# Transferring an RESP to another bank



## yyzvoyageur (Apr 10, 2009)

The RESP for our kids is currently with one of the big five banks. I'd like to move it to another bank. It's a family plan and is currently invested in a mutual fund. I'd like to transfer it to the discount brokerage that I use and invest it in a couple of ETFs. I'm thinking of transferring in-kind and selling the mutual fund once it's been transferred over. Other than the transfer-out fee I'll likely have to pay, is there anything I should be concerned about before effecting such a transfer?

Also, my wife is currently the subscriber, but we'd like to add me as a joint subscriber. Any concerns there?


----------



## HaroldCrump (Jun 10, 2009)

You should add yourself as joint subscriber.
When I opened our family RESP account, the bank insisted on having joint subscribers.

I would also suggest do an "all in cash" transfer instead of first transfering the mutual fund in kind and then selling it.
I don't know what type of mutual fund it is, so I think it's simpler to just let the current bank sell it off and transfer the cash over.


----------



## Four Pillars (Apr 5, 2009)

@Harold - Not sure why your bank would insist on joint subscribers - single parents can open family plans too.

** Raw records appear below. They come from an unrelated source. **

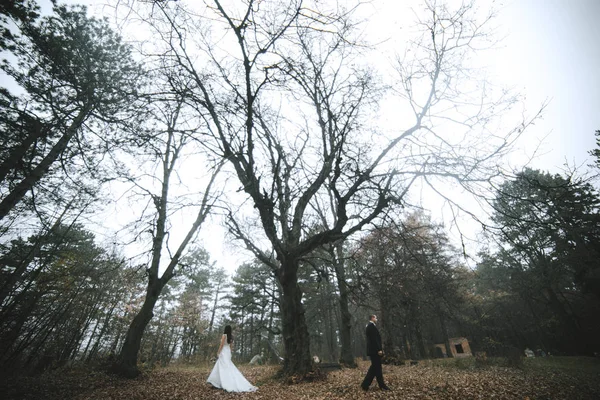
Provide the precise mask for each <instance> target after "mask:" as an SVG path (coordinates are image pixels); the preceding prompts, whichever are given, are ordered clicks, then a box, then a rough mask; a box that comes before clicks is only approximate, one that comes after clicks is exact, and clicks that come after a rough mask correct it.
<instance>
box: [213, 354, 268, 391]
mask: <svg viewBox="0 0 600 400" xmlns="http://www.w3.org/2000/svg"><path fill="white" fill-rule="evenodd" d="M206 381H207V382H208V383H210V384H211V385H213V386H214V387H217V388H219V389H223V390H226V391H228V392H254V391H255V390H257V389H258V388H257V387H256V386H253V385H252V384H251V383H250V382H248V380H247V379H246V378H244V375H242V373H241V372H240V371H239V370H238V369H237V367H236V366H235V365H234V364H233V362H232V361H231V347H229V344H227V343H225V345H224V346H223V349H221V354H220V355H219V358H218V359H217V362H216V363H215V366H214V367H213V370H212V371H211V373H210V375H209V376H208V379H207V380H206Z"/></svg>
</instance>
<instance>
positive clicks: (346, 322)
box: [334, 244, 357, 368]
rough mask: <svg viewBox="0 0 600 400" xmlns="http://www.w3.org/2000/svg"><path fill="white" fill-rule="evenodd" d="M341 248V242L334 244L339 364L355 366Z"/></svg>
mask: <svg viewBox="0 0 600 400" xmlns="http://www.w3.org/2000/svg"><path fill="white" fill-rule="evenodd" d="M342 252H343V249H342V245H341V244H336V250H335V254H336V258H335V260H336V261H335V264H334V269H335V276H336V279H337V284H338V290H339V292H340V319H341V323H340V341H341V344H342V348H341V354H340V364H343V365H345V366H346V367H350V368H356V367H357V365H356V362H355V361H354V354H353V353H352V314H350V309H349V308H348V302H349V299H348V297H349V290H348V285H347V284H346V271H345V269H344V267H345V266H344V258H343V254H342Z"/></svg>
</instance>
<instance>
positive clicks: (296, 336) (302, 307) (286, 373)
mask: <svg viewBox="0 0 600 400" xmlns="http://www.w3.org/2000/svg"><path fill="white" fill-rule="evenodd" d="M279 282H280V284H281V320H282V328H283V329H282V333H283V344H284V349H285V355H284V361H283V374H284V375H285V376H288V375H301V376H306V375H307V374H308V373H309V372H311V371H312V367H313V365H312V358H311V356H310V337H309V334H308V326H307V325H306V319H305V317H304V306H303V305H302V290H301V289H300V286H299V285H298V261H296V260H294V261H291V262H290V261H288V262H287V263H285V264H283V265H282V266H281V270H280V273H279Z"/></svg>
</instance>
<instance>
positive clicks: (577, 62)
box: [69, 0, 600, 273]
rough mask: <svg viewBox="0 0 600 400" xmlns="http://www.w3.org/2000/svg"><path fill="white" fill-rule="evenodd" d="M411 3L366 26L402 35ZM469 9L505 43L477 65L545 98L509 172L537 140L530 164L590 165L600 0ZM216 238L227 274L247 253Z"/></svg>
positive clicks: (210, 233)
mask: <svg viewBox="0 0 600 400" xmlns="http://www.w3.org/2000/svg"><path fill="white" fill-rule="evenodd" d="M69 2H72V3H83V4H88V5H98V4H102V3H104V1H103V0H85V1H69ZM416 4H419V2H418V1H417V0H410V1H399V0H372V2H371V4H370V5H369V6H368V7H371V9H370V10H367V11H366V12H367V14H369V13H371V15H372V18H373V21H371V22H372V23H370V24H369V25H370V26H371V27H374V28H376V29H378V32H377V34H379V35H381V37H385V36H389V35H390V33H389V31H387V30H388V29H390V28H391V29H393V30H395V31H398V32H399V31H400V30H401V29H406V27H403V26H401V25H402V24H404V22H403V21H405V20H406V18H410V17H411V13H410V7H411V6H414V5H416ZM476 4H477V5H478V6H480V7H482V8H483V9H485V8H486V7H488V6H489V5H494V6H495V7H497V8H499V14H498V18H497V19H496V22H495V25H496V26H497V27H498V32H499V33H500V35H502V36H505V38H504V40H503V41H502V42H501V43H500V44H499V45H498V48H497V49H495V50H493V51H491V52H486V53H485V54H486V55H485V57H486V58H485V59H483V60H482V61H483V62H484V63H485V64H487V65H488V67H489V69H490V72H491V73H492V74H493V75H495V77H496V78H495V79H497V80H498V83H502V84H504V85H508V86H512V87H514V88H515V89H516V90H517V91H519V92H521V93H523V94H524V95H526V106H527V108H528V110H529V111H530V112H533V111H534V110H535V109H537V108H539V106H540V105H541V104H542V103H543V102H544V101H545V100H549V105H548V107H547V109H546V111H545V113H544V115H543V119H542V120H540V121H538V122H537V123H536V124H535V126H533V127H531V128H530V130H529V131H528V132H527V135H526V136H525V137H524V138H523V141H522V142H521V147H520V149H519V150H518V152H517V153H516V154H515V157H514V159H513V161H511V163H512V164H513V165H512V166H513V167H520V166H522V164H523V163H524V162H525V160H527V159H528V157H529V156H531V155H532V153H533V151H534V149H535V148H536V146H537V144H538V143H539V142H540V141H542V140H543V143H542V145H541V147H540V153H538V156H537V158H535V159H534V160H533V161H532V162H531V164H530V166H532V167H535V168H539V169H542V170H549V171H552V172H559V170H560V169H562V166H563V165H564V164H565V163H567V164H568V165H570V166H585V165H586V164H590V163H591V158H590V157H589V155H588V151H589V150H591V149H593V148H594V147H595V139H594V131H595V130H597V129H600V23H599V22H598V18H599V17H600V0H512V1H492V0H478V1H477V2H476ZM94 9H95V10H99V9H100V10H102V8H96V7H94ZM105 10H106V9H105ZM107 17H109V18H111V17H112V15H107ZM370 29H371V28H370ZM223 236H224V230H223V229H222V228H221V227H220V226H218V225H211V226H210V228H209V229H204V231H203V232H202V233H201V235H200V237H201V241H202V244H203V245H204V246H205V247H206V248H207V249H208V250H209V252H210V253H211V256H212V258H213V259H216V260H217V262H218V264H217V265H219V266H221V267H224V268H225V269H226V270H228V271H229V272H230V273H232V272H233V271H234V270H235V268H236V267H237V265H238V262H239V261H240V260H242V259H244V258H246V257H248V255H246V254H239V255H236V254H235V253H236V252H239V250H236V249H235V248H233V247H232V246H228V245H226V244H225V243H224V242H223Z"/></svg>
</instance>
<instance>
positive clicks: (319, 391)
mask: <svg viewBox="0 0 600 400" xmlns="http://www.w3.org/2000/svg"><path fill="white" fill-rule="evenodd" d="M597 365H598V367H596V366H595V365H592V367H591V368H588V369H581V370H578V369H573V368H569V369H561V368H547V367H545V368H543V369H541V368H539V369H535V368H526V369H524V370H519V369H511V368H504V367H500V366H489V367H486V368H482V369H475V368H471V369H457V368H452V367H451V366H443V365H442V366H440V365H435V364H433V363H427V362H424V363H421V364H419V365H417V366H412V367H406V366H388V365H385V366H384V378H385V381H386V383H387V384H388V385H389V386H390V387H391V388H392V391H391V392H383V391H380V390H379V389H378V388H377V384H376V383H375V382H373V385H372V386H371V388H370V390H369V391H368V392H366V393H365V392H363V391H362V390H361V389H360V386H359V385H360V382H361V381H362V379H363V377H364V374H365V373H366V370H367V368H368V366H369V363H368V362H359V368H358V369H344V370H341V371H334V372H331V373H329V375H328V376H327V379H325V380H318V381H314V382H307V383H300V384H296V385H288V384H285V383H283V382H282V381H279V380H275V379H273V378H272V377H273V375H274V374H275V373H276V371H277V368H278V367H276V366H241V367H240V370H241V371H242V373H244V375H245V376H246V377H247V378H248V380H249V381H250V382H252V383H254V384H255V385H257V386H258V387H259V389H258V391H257V392H254V393H227V392H224V391H222V390H219V389H214V388H212V387H211V386H210V385H209V384H207V383H206V378H207V376H208V373H209V372H210V369H209V367H204V368H200V367H169V368H164V369H157V370H154V371H151V372H148V373H145V374H144V375H142V376H141V377H139V378H137V379H134V380H125V379H119V378H116V377H114V376H111V375H107V374H104V373H98V372H93V371H88V370H81V369H80V370H70V371H62V372H60V373H59V372H54V373H48V374H45V375H42V376H40V377H37V378H25V377H22V378H18V379H12V380H11V381H9V382H4V383H2V384H0V391H1V392H3V393H5V395H4V397H3V398H5V399H6V398H8V399H50V400H52V399H61V400H62V399H78V400H84V399H89V400H108V399H145V400H154V399H156V400H165V399H169V400H171V399H173V400H174V399H181V400H183V399H216V400H220V399H223V400H228V399H236V400H239V399H253V400H256V399H261V400H274V399H282V398H285V399H290V400H301V399H362V400H371V399H500V400H503V399H520V400H523V399H531V400H533V399H575V398H576V399H597V398H600V380H599V379H598V377H599V372H600V362H597Z"/></svg>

@YYZ - I agree with Harold about doing the transfer "in cash" - lose the mutual fund asap. 

You should ask the discount broker if they will cover the transfer fee. Since you already have assets there, you have some leverage.


----------



## tmb (Aug 7, 2011)

*RESP transfer*

Hi.
If somebody know what happens if I just stop contribute in RESP in a bank and open another RESP in other institution, like insurance company? Is it possible? Should I pay some fee for bank?
Thank you.


----------



## funinagg (Jun 10, 2010)

I am generally happy with my TD e-series RESP but TD limits the $500 in Alberta grants to GICs thus I have two (sub)accounts to track. I will check if I can move both (consolidating them into one) to TD Waterhouse or to RBC Direct Investing. Any fee from any party would be a no go though. Will let you folks know what I find out.


----------



## pepperbird (Feb 20, 2012)

Neither TD Waterhouse RESP nor the TD Mutual Funds RESP can accommodate the Alberta grant. RBC Direct Investing is the same.
http://www.hrsdc.gc.ca/eng/learning/education_savings/publicsection/new_promoter_list.shtml

Apparently you can get an RBC mutual fund RESP account that gives you access to RBC mutual funds and GICS that will support the additional grants. I'm told it can be self-directed, but I can't say for sure since I don't have the account yet.

Not sure if this applies to you, but if you have ANY additional grant money from the gov't in your RESP, you CANNOT transfer a penny into an account that does not support that grant without having to repay every cent of grant you got from the gov't (even the basic, which is supported by all accounts). This is the boat I'm in today... apparently we got $100 of extra grant money and now I can't transfer anything from my TD term RESP account into TD mutual fund RESP or TDW RESP. So I'm hoping RBC will be the answer for me.


----------



## mbmb (Oct 17, 2012)

I have a 2.5 years old. 
RESP with TD Canada trust in: GIC special rate and GIC Utility and Financial Plus are 4000$ +MF $1000
I have requested full transfer to TD Waterhouse self directed RESP discount brokerage account
They said only MF can be transferred, GIC have to stay at Canada Trust. I also stopped all contributions to Canada Trust and started new ones with waterhouse, so I can purchase e-series

Any opinions what to do with the 4000$ in Canada Trust, when reach maturity? Keep them into regular GIC not tied to stock market? 
Should I sell the MF and buy e-series?


----------